23.13   Ashley Scarff, Director of Joint Commissioning and Integrated Care Team Development (East Sussex) noted that there had been an update report on access to primary care at the previous HOSC meeting and there would be another update at the next HOSC meeting as well.

23.14   The Committee asked where the unscheduled care hubs were based.

23.15   Paul Fisher, SECAmb Operating Unit Manager, explained that hubs had been established in the Make Ready Centres at Falmer and Polegate. Patients did not attend the hub but rather it was where a multi-disciplinary team was set up which would then triage patients to the most appropriate care setting based on the emergency response information. When a 999 call was received that triggered a potential ambulance response, the multi-disciplinary team would review the call and determine whether an ambulance response was necessary and where the patient should be directed instead. Ambulance crews were also able to contact the hub to discuss a patient and determine whether somewhere other than ED was the most appropriate place for them to be taken. The hubs had been in place for about 3 weeks, and each had resulted in roughly 10 people a day being streamed away from ED. Richard Milner added that there was an ESHT consultant involved in the screening of the emergency calls that were received and that since the hubs had been set up ESHT had already seen a decrease in the number of ED conveyances.

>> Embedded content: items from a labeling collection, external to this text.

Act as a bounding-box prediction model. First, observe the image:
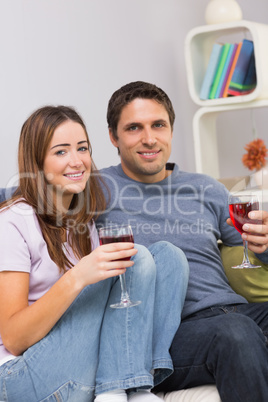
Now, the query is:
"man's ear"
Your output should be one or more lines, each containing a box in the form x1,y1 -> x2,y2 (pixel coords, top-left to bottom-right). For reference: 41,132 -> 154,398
109,128 -> 118,148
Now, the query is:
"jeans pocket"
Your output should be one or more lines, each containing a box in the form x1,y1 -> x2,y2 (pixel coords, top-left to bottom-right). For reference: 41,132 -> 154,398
39,381 -> 95,402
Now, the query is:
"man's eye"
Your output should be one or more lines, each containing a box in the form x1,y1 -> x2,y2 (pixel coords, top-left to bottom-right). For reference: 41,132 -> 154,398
56,150 -> 65,155
128,126 -> 138,131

23.16   The Board noted that the importance of continuity of care and asked how providers fulfilled the workload of staff who left.

23.17   Richard Milner noted that when staff left replacements would be recruited, noting that recruitment continued to be a challenge. ESHT worked hard to make itself an organisation that people wanted to work for so that when clinical staff were being recruited there was a high quality of candidates that applied for the roles. Dr Matthew Clark, explained that most consultants would slowly wind down their hours, meaning that there would be a gradual handover of work and responsibilities, and there were always plans in place for when people left and joined the organisation.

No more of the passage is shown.